In the ten years he had served as chief executive officer for the company, he consolidated a formidable network of power players like himself—people who had their own reasons to want him to hold his position at the top of the corporation. “Interested” people. At that level, the strings of corruption become so entangled and the people who dangle them so entwined in each other’s affairs that unraveling them—enough to extract one person from the web—becomes downright messy, if not impossible.

  He knew who he had behind him, and he also knew all kinds of secrets and dirty deals that had to “stay in Vegas,” as he loved to say. If they wanted him to go quietly into the night, they were going to have to make the parting nice and sweet … way too sweet to refuse.

  There were still three years left to his mandate, which he was sure were turnaround years for the company—and he knew what he had to do. And then, he had his people in high places, pulling on those strings. He needed just a little more time to get the job done, so that he could step out of the corporate world and into retirement a hero—or at the very least, a winner. He wasn’t about to go out in a trough, after a career of surfing the high waves.

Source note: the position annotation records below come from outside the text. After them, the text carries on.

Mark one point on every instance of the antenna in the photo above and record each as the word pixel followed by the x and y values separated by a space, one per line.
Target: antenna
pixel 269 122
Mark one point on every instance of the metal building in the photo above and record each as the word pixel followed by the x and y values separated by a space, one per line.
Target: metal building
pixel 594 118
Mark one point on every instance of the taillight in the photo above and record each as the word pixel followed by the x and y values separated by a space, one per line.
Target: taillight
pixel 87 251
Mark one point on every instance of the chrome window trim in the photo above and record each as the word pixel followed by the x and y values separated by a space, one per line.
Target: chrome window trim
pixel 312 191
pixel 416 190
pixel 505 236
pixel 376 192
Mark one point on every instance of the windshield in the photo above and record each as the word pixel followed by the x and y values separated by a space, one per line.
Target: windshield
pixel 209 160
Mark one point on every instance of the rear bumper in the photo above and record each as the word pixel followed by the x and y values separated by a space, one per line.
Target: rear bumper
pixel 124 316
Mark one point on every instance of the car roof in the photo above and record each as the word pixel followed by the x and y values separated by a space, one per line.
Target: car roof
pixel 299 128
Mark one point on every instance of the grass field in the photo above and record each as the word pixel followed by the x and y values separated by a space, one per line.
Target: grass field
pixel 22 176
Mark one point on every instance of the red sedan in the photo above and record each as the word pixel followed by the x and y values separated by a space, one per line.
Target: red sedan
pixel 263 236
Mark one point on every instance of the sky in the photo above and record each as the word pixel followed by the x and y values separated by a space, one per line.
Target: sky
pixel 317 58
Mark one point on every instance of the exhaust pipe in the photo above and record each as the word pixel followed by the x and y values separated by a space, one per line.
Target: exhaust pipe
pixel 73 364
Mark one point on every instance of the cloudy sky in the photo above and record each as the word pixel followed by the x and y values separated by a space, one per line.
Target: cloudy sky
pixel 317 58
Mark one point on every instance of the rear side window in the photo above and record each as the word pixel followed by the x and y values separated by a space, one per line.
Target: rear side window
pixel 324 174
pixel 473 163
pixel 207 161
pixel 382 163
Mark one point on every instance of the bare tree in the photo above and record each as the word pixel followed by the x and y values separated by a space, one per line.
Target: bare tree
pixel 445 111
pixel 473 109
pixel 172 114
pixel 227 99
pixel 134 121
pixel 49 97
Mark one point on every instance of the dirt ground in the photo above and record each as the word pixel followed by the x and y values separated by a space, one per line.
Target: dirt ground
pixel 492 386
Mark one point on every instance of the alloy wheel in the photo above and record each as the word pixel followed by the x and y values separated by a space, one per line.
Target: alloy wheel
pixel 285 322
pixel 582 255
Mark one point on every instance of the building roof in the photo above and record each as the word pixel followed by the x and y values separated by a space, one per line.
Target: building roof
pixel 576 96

  That just was not his style.

  He left for New York with these thoughts racing through his head, swinging like a pendulum … left to right and back again. He couldn’t seem to stop his mind from jumping back and forth, between the trepidation of being thrown into a pit of Wall Street vipers, and a certain self-assured complacency, knowing that he still had three years to reverse the spiral, before his mandate ran out.

  It didn’t help the balance sheets that Mat had a consummate ability to spend the corporation’s money, even though he was, in his own right, a multimillionaire. His flamboyant spending was driving USOIL into debt about as fast as the White House was draining the wealth of the country: only the best for him and his overpaid executive staff; only the most sophisticated technology for exploration and refineries; only the classiest corporate work environment in Houston.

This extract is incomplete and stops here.